Adding to market concerns, TD Cowen reported that Microsoft has begun canceling substantial data center capacity leases in the U.S., highlighting fears that companies may be overbuilding AI infrastructure beyond long-term requirements.
Despite concerns about potential deceleration in AI-related spending, Nvidia’s major customers—including Microsoft, Amazon, Alphabet, and Meta Platforms—have reaffirmed or significantly increased their capital expenditure plans this earnings season. This suggests they are not yet prepared to scale back purchases of Nvidia products.
Wedbush analyst Dan Ives expects the combined capital expenditures of these "Magnificent Seven" tech giants to reach $325 billion this year, with a substantial portion directed toward AI infrastructure investments.

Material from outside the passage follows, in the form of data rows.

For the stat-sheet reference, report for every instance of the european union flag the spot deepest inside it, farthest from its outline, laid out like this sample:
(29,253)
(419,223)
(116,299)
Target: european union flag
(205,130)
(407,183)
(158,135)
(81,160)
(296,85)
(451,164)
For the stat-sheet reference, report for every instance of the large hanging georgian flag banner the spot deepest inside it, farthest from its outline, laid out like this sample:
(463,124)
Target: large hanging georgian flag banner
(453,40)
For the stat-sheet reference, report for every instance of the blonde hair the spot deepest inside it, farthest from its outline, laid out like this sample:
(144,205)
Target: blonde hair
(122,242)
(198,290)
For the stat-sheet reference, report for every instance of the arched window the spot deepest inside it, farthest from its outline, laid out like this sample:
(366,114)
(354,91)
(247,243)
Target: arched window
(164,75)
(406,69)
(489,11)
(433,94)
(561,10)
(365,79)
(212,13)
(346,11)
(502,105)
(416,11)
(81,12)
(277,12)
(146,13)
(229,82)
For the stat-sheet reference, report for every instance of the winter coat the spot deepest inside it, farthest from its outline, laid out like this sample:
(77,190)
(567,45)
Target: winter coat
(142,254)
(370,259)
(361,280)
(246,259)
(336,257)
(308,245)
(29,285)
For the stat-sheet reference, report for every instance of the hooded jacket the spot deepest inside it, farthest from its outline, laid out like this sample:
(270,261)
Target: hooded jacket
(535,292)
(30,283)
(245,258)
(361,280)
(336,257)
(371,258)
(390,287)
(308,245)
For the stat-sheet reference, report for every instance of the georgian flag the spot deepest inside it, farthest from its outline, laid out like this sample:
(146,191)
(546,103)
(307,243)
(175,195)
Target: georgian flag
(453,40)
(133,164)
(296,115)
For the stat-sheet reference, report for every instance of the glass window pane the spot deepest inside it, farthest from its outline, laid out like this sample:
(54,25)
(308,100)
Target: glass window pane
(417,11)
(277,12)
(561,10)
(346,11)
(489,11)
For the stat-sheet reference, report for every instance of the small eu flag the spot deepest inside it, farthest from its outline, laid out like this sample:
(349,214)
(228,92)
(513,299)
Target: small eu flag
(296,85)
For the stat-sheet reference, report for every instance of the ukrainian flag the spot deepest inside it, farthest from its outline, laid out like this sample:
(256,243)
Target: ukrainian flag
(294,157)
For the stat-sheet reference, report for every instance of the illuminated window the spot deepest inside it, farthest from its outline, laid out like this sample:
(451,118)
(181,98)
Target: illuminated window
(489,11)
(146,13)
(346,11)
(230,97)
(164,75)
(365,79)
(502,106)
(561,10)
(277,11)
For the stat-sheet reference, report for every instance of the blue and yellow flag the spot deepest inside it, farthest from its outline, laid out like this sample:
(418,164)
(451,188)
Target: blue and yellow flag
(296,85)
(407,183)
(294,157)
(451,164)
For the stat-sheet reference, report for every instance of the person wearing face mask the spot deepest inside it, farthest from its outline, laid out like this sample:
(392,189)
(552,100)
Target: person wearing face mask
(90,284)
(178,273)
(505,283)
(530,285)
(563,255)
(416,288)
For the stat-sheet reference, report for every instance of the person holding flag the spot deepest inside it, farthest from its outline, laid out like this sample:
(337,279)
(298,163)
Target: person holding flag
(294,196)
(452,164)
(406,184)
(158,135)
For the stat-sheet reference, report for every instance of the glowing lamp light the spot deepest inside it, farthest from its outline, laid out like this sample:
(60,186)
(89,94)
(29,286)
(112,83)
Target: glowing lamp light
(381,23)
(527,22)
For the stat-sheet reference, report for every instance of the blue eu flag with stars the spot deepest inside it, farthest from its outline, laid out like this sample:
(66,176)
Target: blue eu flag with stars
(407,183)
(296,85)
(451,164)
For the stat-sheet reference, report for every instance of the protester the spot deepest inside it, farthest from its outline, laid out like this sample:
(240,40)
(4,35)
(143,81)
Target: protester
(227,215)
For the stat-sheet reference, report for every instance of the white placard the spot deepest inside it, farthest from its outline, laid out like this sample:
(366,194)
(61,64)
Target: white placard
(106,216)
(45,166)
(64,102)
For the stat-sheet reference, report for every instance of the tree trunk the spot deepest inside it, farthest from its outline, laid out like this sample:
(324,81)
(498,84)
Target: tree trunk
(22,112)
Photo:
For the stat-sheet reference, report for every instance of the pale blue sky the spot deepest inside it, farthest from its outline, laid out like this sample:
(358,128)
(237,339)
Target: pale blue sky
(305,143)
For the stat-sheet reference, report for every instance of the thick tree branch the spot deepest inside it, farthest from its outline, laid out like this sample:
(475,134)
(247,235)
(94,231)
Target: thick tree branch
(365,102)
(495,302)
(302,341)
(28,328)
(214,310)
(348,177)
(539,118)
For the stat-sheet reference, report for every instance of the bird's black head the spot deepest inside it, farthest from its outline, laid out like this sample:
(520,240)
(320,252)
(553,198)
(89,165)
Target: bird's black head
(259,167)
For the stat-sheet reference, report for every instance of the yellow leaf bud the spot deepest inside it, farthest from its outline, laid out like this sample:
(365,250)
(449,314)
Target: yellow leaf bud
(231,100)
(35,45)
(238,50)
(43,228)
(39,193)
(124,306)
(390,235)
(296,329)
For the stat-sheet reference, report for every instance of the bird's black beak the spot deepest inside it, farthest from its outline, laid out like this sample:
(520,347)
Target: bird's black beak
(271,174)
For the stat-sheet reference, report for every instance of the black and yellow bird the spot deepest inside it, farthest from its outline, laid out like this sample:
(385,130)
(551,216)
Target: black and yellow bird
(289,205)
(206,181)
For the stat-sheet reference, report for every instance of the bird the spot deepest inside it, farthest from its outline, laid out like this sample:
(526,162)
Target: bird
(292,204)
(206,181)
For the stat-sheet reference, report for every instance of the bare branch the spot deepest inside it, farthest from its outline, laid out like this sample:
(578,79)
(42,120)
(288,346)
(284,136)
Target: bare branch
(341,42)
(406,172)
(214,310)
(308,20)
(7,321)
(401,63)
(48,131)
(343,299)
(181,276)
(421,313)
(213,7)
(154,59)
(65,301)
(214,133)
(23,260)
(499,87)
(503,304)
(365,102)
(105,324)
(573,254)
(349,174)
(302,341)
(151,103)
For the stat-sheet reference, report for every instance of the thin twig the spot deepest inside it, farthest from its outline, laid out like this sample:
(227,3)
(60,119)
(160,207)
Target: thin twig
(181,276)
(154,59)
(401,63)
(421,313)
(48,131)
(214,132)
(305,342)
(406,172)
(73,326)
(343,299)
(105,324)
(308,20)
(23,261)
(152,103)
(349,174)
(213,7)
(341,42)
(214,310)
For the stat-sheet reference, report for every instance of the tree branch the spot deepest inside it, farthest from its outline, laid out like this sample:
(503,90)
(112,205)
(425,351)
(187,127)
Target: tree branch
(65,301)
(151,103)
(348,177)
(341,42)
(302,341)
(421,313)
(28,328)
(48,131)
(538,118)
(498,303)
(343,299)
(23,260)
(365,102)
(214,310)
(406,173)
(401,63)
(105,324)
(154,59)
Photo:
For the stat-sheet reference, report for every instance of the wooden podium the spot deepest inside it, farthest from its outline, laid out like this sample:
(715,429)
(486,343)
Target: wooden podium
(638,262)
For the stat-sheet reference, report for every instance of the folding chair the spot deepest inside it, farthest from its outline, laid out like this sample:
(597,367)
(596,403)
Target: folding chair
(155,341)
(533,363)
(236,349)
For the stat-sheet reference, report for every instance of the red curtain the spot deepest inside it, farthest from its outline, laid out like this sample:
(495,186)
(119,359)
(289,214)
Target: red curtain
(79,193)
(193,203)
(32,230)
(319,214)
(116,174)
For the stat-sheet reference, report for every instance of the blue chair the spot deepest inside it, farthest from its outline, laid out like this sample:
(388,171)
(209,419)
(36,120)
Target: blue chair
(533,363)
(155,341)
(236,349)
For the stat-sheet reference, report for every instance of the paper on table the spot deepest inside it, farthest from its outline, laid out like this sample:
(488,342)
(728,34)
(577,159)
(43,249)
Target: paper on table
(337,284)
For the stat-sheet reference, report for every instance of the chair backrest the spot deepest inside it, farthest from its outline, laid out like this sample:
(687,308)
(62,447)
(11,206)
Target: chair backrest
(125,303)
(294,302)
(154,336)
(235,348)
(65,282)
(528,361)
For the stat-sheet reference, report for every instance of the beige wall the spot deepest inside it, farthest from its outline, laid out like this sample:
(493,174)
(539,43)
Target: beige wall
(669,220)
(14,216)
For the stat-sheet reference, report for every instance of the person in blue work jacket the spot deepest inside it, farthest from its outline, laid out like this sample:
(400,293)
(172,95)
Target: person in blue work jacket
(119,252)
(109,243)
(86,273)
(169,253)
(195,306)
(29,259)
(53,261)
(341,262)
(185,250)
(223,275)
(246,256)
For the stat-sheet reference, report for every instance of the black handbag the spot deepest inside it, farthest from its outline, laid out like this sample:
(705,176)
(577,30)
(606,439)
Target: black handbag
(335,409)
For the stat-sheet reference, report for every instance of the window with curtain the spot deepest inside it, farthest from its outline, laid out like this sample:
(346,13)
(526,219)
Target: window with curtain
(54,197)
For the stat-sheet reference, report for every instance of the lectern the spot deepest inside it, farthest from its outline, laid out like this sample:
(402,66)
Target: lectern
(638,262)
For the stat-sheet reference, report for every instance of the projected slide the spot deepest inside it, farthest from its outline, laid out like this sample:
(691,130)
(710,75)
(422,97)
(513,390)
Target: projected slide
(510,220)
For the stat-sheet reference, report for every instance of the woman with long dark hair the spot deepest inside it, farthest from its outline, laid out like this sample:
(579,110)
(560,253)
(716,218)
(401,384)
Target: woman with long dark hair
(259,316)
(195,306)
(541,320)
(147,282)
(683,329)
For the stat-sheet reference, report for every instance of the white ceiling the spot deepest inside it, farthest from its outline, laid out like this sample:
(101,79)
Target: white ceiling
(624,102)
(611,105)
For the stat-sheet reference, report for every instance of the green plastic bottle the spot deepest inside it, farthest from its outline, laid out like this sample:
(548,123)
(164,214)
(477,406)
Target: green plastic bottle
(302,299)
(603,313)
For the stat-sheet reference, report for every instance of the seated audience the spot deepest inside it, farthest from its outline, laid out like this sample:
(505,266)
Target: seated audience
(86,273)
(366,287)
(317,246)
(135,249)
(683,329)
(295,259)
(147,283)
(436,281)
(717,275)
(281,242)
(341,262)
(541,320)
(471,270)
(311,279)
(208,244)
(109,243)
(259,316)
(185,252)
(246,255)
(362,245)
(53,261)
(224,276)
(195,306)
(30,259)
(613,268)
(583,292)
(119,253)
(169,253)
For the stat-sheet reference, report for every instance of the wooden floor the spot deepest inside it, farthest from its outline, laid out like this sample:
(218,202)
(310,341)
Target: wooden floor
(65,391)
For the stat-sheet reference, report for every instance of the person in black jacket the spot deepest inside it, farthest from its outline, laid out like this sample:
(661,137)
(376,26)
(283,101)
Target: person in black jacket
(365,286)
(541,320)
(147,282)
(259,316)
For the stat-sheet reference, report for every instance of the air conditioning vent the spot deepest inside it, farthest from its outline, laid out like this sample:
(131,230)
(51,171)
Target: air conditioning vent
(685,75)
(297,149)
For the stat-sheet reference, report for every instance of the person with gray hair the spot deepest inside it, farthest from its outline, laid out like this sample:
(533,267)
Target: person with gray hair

According to Bloomberg, analysts estimate that expectations for Nvidia’s 2026 net income have remained stable, while revenue projections have edged up by approximately 2%, suggesting that concerns over DeepSeek or broader industry headwinds have not significantly impacted Wall Street’s outlook on the company.
Huang argued that DeepSeek’s approach could actually bolster demand for Nvidia’s products. He explained that DeepSeek relies on fine-tuning, which requires more frequent computing sessions than traditional one-time AI training, potentially increasing long-term computing needs.
Despite recent stock volatility, BofA Securities reaffirmed Nvidia as the "dominant leader" in AI, spanning initial and specialized training, inference, and robotics applications, making it a preferred investment choice.
Moreover, Nvidia currently trades at a forward price-to-earnings (P/E) ratio of 27x—lower than Apple’s 32x, despite Nvidia’s significantly higher growth trajectory. Apple’s latest quarterly revenue grew just 4%, whereas Nvidia’s growth rate is roughly 20 times faster, making its current valuation appear relatively "cheap." Nvidia is now priced at just 20x its projected 2026 earnings—among the lowest multiples within the Magnificent Seven tech giants.
While trade policy remains a key risk for Nvidia this year, Barron’s noted that investors should focus on the company’s strong fundamentals. As Nvidia prepares to launch Blackwell and capitalize on accelerating AI demand driven by AI agents, inference workloads, and multimodal models, its growth outlook remains robust.
Looking ahead, Nvidia’s stock could regain momentum with three major catalysts expected in mid-March during its annual GTC conference: the announcement of a new Rubin product line, advancements in autonomous robotics solutions, and Nvidia’s expansion into quantum technologies.
"With a solid quarter behind us, investor focus now shifts to GTC in mid-March, which we expect to serve as a catalyst for the stock," wrote Rosenblatt analyst Kevin Cassidy. "We anticipate updates on Nvidia's technology roadmap and new AI inference use cases to drive further excitement."
According to Tipranks, 94.29% of Wall Street analysts have a Buy rating on Nvidia, with an average price target of $179.13, representing a 36% upside from the latest closing price.